Initially, the band benefited from the momentum that Movieland had generated; the band’s energetic live shows and recorded songs earned Supermoon easy spots at Music Waste and Sled Island. They’re quick to note, however, that Supermoon is not just Movieland redux. “A lot has changed,” explains LaBelle. “We’ve kept a couple of the songs, but we’ve changed them quite a bit.” Gravestone writes “all the hooks,” according to her bandmates and biggest fans, and has helped the band to find its new sound.
The band is “still pop, through and through,” according to LaBelle, but “the combination of styles works really well. It’s a little bit darker than Movieland. It’s got a bit of an edge to it,” with Gravestock bringing something atonal to the mix. Dressed all in black today, she is the band’s “dark side of the moon,” Lynch jokes.

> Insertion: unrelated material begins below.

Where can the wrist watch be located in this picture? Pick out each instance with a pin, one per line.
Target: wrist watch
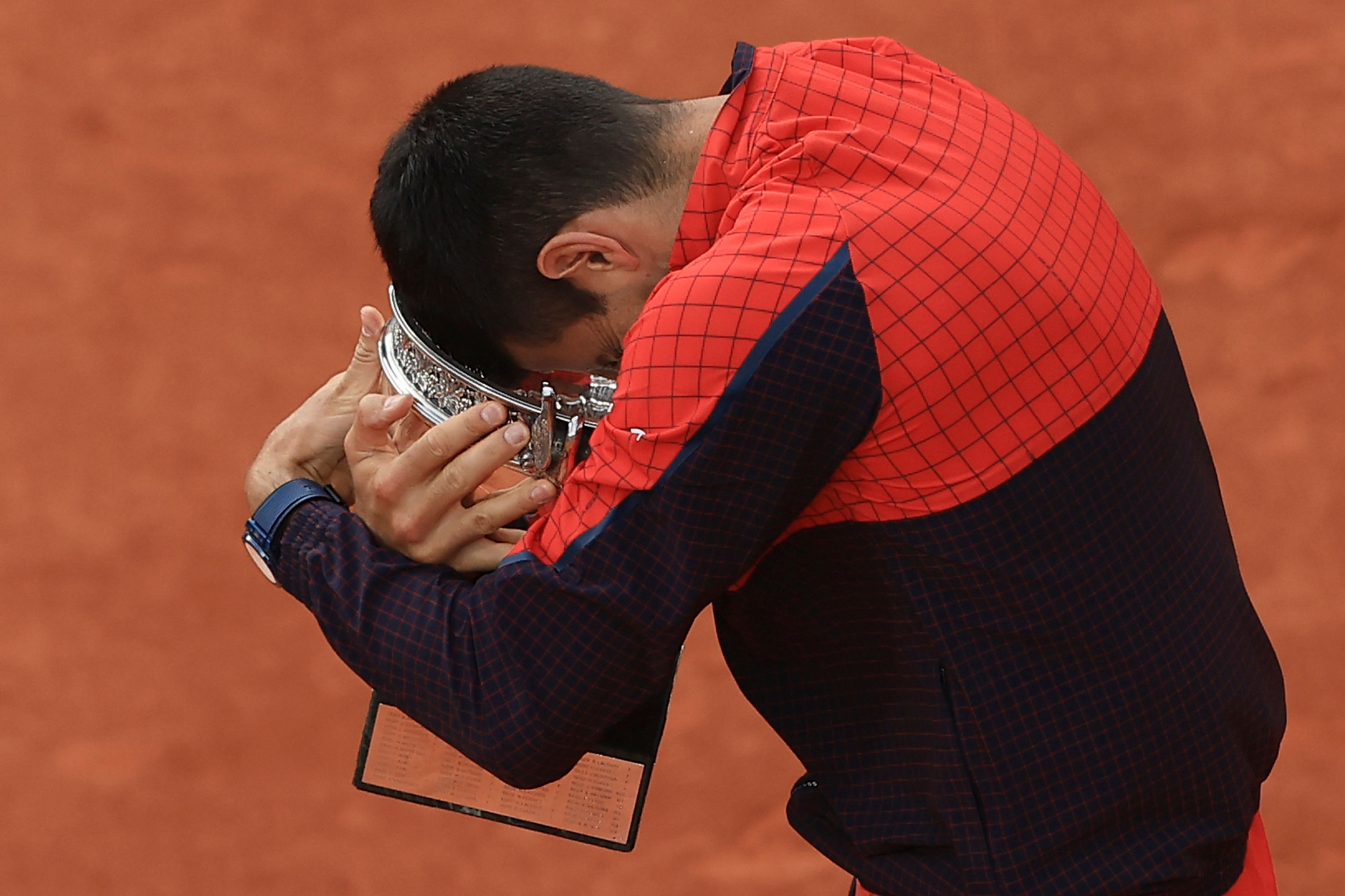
(263, 525)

“We were having a really hard time trying to rework these old Movieland songs that we never recorded, and then, one fateful practice, it clicked. Katie had these amazing catchy guitar riffs that sounded so good. I had these crappy songs that I wrote on the ukulele that I was so embarrassed about, but we needed to have songs. We tricked our way into getting booked for festivals and then we realized we needed to be a band with new songs!” LaBelle’s “weird ukulele songs” that she had penned under the name Lazy Bear were filled out by the group, some just hours before the first Supermoon show at the Toast Collective in early June.
As the group worked that day to bulk up their repertoire, “Alie wrote a riff to this little ditty that I came up with,” recounts Crammond. “I play drums, so I don’t know how to play guitar or anything. I had these notes, a little poem that I wrote or something when Adrienne and I shared an attic apartment. They all forced it into becoming a real song, which was kind of a crazy process. That’s the first song that I’ve ever written — you guys brought it to life.”

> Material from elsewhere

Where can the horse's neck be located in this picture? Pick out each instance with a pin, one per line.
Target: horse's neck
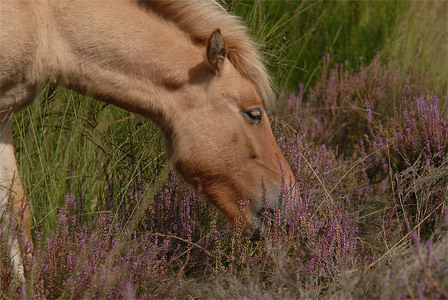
(116, 52)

LaBelle had “one or two lines, 20-seconds long, and then we wrote an instrumental part all out of desperation.” All four joke about the notion that their music is fueled by impending shows, but it seems to work, as, according to Gravestock, “We’re all on the same wave-length in terms of how we want our band to sound, so it all just [comes] together.”
LaBelle adds gleefully, “It’s an experiment in how last-minute and scrappy you can be.”
After a frantic June, the summer has been a quiet one for the band, but all four members have kept busy. LaBelle travelled, turning a two-week vacation into a month-long adventure that led her to quit her job; Lynch finished up her degree at SFU, and has sadly discovered that, “It turns out no one gives a shit about [higher] education!”; Gravestock has been working away, solo, at her contributions to the band and as a member of the Safe Amp Society; and Crammond has been busy with an organizing role in the Shout Back! festival.
Right now, Supermoon is working to flesh out a set that breaks the 20-minute mark for the Victory Square Block Party on August 31. Next steps include recording a couple of songs for a seven-inch release.
“We had this great plan to do it ourselves. It would be a fun thing to record ourselves and put it out, but we’re all way too busy and we don’t have the gear,” says LaBelle. “There are a couple of our friends who are around and have the gear and the time.”
Crammond adds, “We recorded Movieland with Jay Arner, and I just recorded my other band with Jo Hirabayashi, so we’ve got folks who know what they’re doing around us, and who’ve offered to record us … We’ve worked really hard in other bands.”
“People have faith in us,” LaBelle completes her thought.
It’s true. Supermoon is a band built on faith and good vibes, and it’s impossible to imagine a more exciting group of women to see together on stage, helping each other to “play out [their] pop fantasies,” according to Gravestock. Something about these four friends, building instantly catchy pop songs out of tiny snippets, fostering each others’ creativity, finding ways to be positive, active members of the community; it’s no wonder it’s the year of the Supermoon.